May. 8th, 2013

osprey_archer: (books)
What I’ve Just Finished Reading

Frances Hodgson Burnet’s A Lady of Quality, which is interesting in part because it is such a contrast to Emily in The Making of a Marchioness. Emily’s chief quality is her good cheer, her patience, and her massive, massive gratitude once her Marquis proposes to her.

I get why she’s so grateful - she was looking at a long and lonely life and a probably-poverty-stricken death otherwise - but still, sometimes I just wanted to say to her, “Have a little self respect! Or at least do something to make me think there’s more to your relationship with the really rather selfish marquis than the fact that you are so, so grateful to him?”

Clorinda, the heroine of A Lady of Quality, is quite the opposite. She comes into the world shrieking like a banshee, and by the age of six her terrific willpower (and lung capacity, and willingness to kick and hit and shriek) have terrified all the servants into doing her will despite the fact that her father takes no interest in his children. But then he meets Clorinda, and makes a pet of her because he is so charmed by her fury and her beauty.

Clorinda’s beauty. Oh, man, Clorinda’s beauty. Like Cedric’s incredible handsomeness in Little Lord Fauntleroy, Clorinda’s beauty gets described every other page. I don’t even think I’m exaggerating. And in both books it gets so repetitive, I kept hoping Cedric or Clorinda would fall off horses and break their noses or do something to mar their looks, but nooo. And doubtless they would have been beautiful with broken noses, anyway.

(And then a bunch of other stuff happens to Clorinda: her childhood is actually rather a small part of the book. It’s a very odd book, perhaps especially for a Victorian book, although I don’t think a standard modern heroine could get away with some of the things Clorinda does. At any rate, I can’t remember the last book I read that presented the heroine beating a horse into submission as a sign of her own high spirit and willpower.)

What I’m Reading Now

Les Miz, for the foreseeable future. Javert and Valjean are playing cat and mouse through the streets of Paris.

Also also, I’m reading Maria Cummins’ The Lamplighter, which is a sentimentalist bestseller from the 1850s about a little girl named Gertie, who lives a terrible and squalid life, unloved by anyone, until she is taken in by the lamplighter - who is named, with one of those wonderful mid-century novel names, Trueman Flint. He is from New England. His name is the most New English of names.

What I Plan to Read Next

I have been thinking that as this summer I am taking French class, I should make this a Summer of French: French class, French classics (all the Hugo! more Zola!), French movies, and of course French desserts.

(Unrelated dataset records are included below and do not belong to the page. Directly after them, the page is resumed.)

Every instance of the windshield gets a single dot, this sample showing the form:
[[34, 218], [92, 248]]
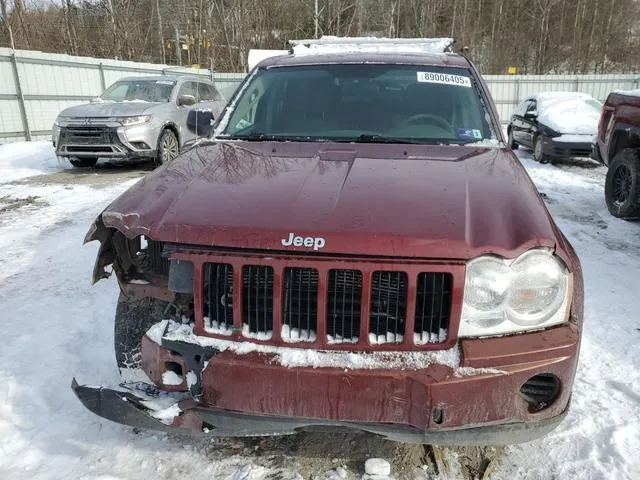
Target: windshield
[[360, 102], [139, 91]]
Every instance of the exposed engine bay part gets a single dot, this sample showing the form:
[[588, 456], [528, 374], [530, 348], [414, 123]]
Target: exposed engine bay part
[[134, 316]]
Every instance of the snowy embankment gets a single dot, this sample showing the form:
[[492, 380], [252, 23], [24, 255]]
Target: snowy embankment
[[56, 325], [25, 159]]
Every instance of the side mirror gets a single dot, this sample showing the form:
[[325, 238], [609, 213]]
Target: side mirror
[[186, 100], [200, 122]]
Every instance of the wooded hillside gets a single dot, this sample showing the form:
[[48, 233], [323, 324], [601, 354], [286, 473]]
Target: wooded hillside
[[536, 36]]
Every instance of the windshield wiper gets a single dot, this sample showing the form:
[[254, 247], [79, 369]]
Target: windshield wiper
[[377, 138], [265, 137]]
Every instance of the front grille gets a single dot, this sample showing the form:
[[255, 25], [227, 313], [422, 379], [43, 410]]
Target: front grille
[[257, 301], [388, 307], [218, 298], [343, 306], [85, 135], [359, 308], [300, 304], [433, 308]]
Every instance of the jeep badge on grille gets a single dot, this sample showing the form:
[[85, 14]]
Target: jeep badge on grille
[[316, 242]]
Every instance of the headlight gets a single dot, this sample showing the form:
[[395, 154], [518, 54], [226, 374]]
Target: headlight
[[506, 296], [128, 121]]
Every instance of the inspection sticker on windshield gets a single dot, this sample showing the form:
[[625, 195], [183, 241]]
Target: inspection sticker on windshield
[[430, 77]]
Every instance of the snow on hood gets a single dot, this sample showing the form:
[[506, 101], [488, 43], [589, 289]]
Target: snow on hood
[[571, 115], [456, 202]]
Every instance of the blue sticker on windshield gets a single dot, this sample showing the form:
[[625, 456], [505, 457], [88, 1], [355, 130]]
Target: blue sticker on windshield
[[469, 134]]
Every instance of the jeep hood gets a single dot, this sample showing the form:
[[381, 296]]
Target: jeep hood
[[449, 202], [108, 109]]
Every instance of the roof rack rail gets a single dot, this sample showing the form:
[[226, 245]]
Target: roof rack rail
[[332, 44]]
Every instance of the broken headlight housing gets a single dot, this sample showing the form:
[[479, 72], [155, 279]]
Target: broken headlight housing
[[507, 296]]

I need to decide which Zola novels to read, because he wrote approximately five zillion. Does anyone have Zola opinions?
osprey_archer: (Firefly)
One of the few things I like about Mal is his relationship with Kaylee. He has a sort of older-brotherly or perhaps fatherly air toward her, in a gentle, caring, not-at-all-overbearing way. The scene in Jaynestown where Kaylee and Simon are hitting it off in the bar and Mal is all, "It's time to go!" Priceless.

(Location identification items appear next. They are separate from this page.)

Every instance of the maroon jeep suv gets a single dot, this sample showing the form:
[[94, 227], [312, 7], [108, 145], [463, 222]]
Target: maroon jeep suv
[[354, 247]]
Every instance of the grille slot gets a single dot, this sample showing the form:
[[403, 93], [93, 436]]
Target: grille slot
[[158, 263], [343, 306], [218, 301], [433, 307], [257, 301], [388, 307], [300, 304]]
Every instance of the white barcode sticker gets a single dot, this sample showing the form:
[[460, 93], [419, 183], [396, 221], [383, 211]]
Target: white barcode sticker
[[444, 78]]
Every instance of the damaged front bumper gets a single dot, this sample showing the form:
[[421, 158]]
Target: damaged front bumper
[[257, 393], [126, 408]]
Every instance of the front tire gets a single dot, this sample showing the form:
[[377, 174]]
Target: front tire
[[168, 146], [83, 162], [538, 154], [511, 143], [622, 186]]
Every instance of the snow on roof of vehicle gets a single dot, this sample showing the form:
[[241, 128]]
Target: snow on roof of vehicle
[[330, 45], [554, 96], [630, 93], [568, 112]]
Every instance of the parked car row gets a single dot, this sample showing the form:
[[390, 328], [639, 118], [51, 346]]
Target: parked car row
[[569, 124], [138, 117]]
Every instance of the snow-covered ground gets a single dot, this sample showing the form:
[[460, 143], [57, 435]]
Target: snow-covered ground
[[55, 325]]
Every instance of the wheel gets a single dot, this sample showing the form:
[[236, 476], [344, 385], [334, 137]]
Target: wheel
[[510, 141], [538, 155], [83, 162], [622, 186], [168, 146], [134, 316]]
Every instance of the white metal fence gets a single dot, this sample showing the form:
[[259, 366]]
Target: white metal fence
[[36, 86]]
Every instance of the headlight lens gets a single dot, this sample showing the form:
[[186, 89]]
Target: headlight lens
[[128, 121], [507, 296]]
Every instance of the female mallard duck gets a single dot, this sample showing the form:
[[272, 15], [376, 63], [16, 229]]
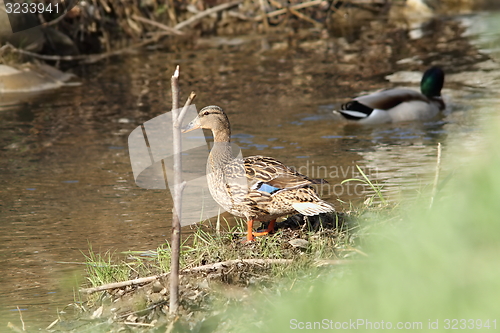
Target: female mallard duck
[[257, 188], [393, 105]]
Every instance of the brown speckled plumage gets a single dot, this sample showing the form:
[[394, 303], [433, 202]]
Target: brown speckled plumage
[[234, 182]]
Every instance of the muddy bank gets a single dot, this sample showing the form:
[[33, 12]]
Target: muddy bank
[[219, 273]]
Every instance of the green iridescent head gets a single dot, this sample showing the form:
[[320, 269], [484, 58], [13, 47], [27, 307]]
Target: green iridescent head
[[432, 82]]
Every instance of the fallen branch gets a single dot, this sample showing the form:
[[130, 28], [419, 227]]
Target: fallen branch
[[207, 12], [158, 25], [303, 17], [207, 268], [284, 10]]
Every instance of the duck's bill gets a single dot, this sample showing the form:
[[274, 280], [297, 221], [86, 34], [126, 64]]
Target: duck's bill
[[194, 124]]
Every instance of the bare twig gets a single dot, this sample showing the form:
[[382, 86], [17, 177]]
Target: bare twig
[[436, 176], [184, 109], [177, 196], [122, 284], [207, 12], [284, 10], [157, 24], [21, 318], [138, 324]]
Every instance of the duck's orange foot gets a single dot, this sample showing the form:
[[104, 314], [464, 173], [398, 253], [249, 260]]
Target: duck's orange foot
[[251, 234], [269, 230]]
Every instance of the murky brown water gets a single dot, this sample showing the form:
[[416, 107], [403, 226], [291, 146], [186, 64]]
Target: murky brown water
[[66, 179]]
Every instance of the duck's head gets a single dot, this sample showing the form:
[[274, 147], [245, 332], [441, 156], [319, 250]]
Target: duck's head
[[432, 82], [210, 117]]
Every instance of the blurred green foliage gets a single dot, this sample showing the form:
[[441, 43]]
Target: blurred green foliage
[[439, 267]]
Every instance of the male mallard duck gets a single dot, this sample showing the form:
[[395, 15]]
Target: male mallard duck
[[257, 188], [393, 105]]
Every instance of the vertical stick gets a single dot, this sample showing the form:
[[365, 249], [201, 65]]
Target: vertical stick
[[176, 221], [436, 176]]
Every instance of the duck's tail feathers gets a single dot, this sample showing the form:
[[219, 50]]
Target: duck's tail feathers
[[312, 208], [354, 110]]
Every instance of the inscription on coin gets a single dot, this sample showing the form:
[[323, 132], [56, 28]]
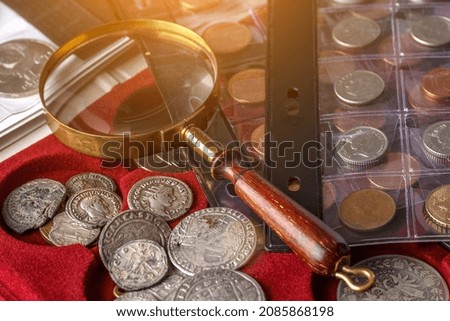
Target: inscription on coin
[[356, 32], [248, 86], [220, 285], [362, 146], [84, 181], [436, 83], [128, 226], [93, 207], [437, 206], [212, 238], [227, 37], [436, 140], [138, 264], [431, 31], [359, 87], [398, 278], [21, 63], [62, 230], [367, 210], [167, 197], [32, 204]]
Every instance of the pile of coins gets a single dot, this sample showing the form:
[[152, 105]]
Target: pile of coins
[[437, 209], [143, 255]]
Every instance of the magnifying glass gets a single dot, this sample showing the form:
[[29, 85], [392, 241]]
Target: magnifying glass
[[144, 86]]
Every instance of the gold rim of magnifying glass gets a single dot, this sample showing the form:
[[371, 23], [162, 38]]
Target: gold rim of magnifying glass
[[93, 144]]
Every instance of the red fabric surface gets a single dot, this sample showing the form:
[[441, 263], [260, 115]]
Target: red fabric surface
[[32, 270]]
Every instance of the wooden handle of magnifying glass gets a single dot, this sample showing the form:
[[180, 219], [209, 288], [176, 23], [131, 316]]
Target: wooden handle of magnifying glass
[[324, 250]]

Kaylee: But things are going well! (Significant Look at Simon. He's just told her that she's pretty, in his awkward Simon way. )

Mal: Oh. I...will leave you here to...look after Jayne, then?

Kaylee: (nodnodnod)

Of course, I think it says something about Mal that he is only capable of forming this relationship with the one person on his crew who not only would never question his authority, but views him with the trusting awe usually reserved for small children toward their parents: there's an earlier episode where Kaylee is all, "Cap'n said he'd take care of it," and it's clear that in her mind, when Mal has said he will do something, God himself could not stop him.

I think this child-like quality is both part of the reason I like Kaylee so much, and part of the reason that I have reservations about her relationship with Simon. Although oddly it does not bother me with regard to Kaylee/Inara. Possibly because Kaylee is never like, "INARA, your fancy-schmancy ways make me feel inadequate/feel like you think I'm inadequate, and therefore YOU SHOULD CHANGE."

Whereas this is one of the keynotes of her conversations with Simon. I feel like "I want you to change a lot!" is never a good starting point for a relationship.

Of course, Inara doesn't give the impression that she thinks she's better than other people, whereas Simon is so awkward that he totally gives that impression, even when he doesn't actually think that. (And I bet he does sometimes feel better than other people, although probably not better than Kaylee in particular.)

...And most of the rest of the episode is about Jayne. I must confess, I have never particularly cared about Jayne. In show, I find it baffling that Mal didn't think he needed to find his crew a tank who will actually be loyal.

On a more meta level, I find it exasperating that the show keeps flirting with the idea that Jayne will totes betray them, even though it is clear that the gods of the narrative will never allow Jayne to successfully betray anyone (and no one seems to hold his attempts against him, either). The show wants to have the frisson of danger that a possibly traitorous character can give, without actually dealing with the fact that this would be massively disruptive for ship camaraderie.